Before researching the events of each year, the class first established a definition of the term “turbulence.” This was done in order to help students, who worked on the project both independently and in small groups, make consistent decisions about what events to include in the study. The definition, which students set parameters for by looking at web articles dealing with violence and civil unrest, included characteristic actions like riots, group violence, terrorism, insurrections, and large labor strikes. With this definition in hand, my students used Wikipedia articles and my school library’s digital reference collection to create a list of turbulent events for each year from 1900 to 1999.

In order to assign value to each event, and to ultimately arrive at a quantitative ranking of years, students searched for each event within newspapers.com and recorded into a spreadsheet the amount of coverage (i.e. search result occurrences) each event received. Because the number of newspapers within newspapers.com varies by year, students created a multiplier in order to equalize the opportunity for coverage. In other words, for those years where the number of papers was below the maximum number of papers, each event’s coverage was multiplied by the percent difference (e.g. x 1.35), while events occurring in the year with the most newspapers were simply multiplied by 1. Regardless of the year, therefore, each event had equal opportunity for coverage because total occurrences were increased by the multiplier. Once the multiplier was applied to each year and total coverage for the year was determined, that total was then multiplied by the number of events for the year. This was done in order to reduce the chances of any one individual event from overly influencing the shape of the final ranking.

In 1919, the Great Steel Strike, the Boston Police Strike, and the May Day Riot received the most newspaper coverage. For the year, the total number of qualifying events was nineteen, which far surpassed the overall per-year average of 2.4 for the rest of the century. While the Steel Strike of 1919 ranked seventh overall, behind events such as the Oklahoma City Bombing (1995), it’s the total number of different stories in 1919 that mostly explains how the year rates so high in terms of turbulence. Indeed, only 1968, with twenty-one turbulent events, has a greater total. In the History.com article, Professor Dallek remarks that in 1968 Americans asked themselves, “Was the United States a society far more prone to violence than all other industrialized nations?” In 1919, Americans who read their daily newspaper certainly could have asked themselves the same question.
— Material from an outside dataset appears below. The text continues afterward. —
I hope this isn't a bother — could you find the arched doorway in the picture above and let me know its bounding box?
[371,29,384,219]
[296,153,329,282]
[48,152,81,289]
This past year, in a series called “The Year of the Crack-Up,” The New York Times ran numerous opinion essays on the year 1919. The essays, taken together, show how 1919 reflected lofty post-WWI goals of peace and democracy, along with social and economic tension—goals and realities that played out in the following century. It’s clear that the year of the crack-up was, indeed, full of social and economic tension. My students’ statistics illustrate that 1919 was very bad year.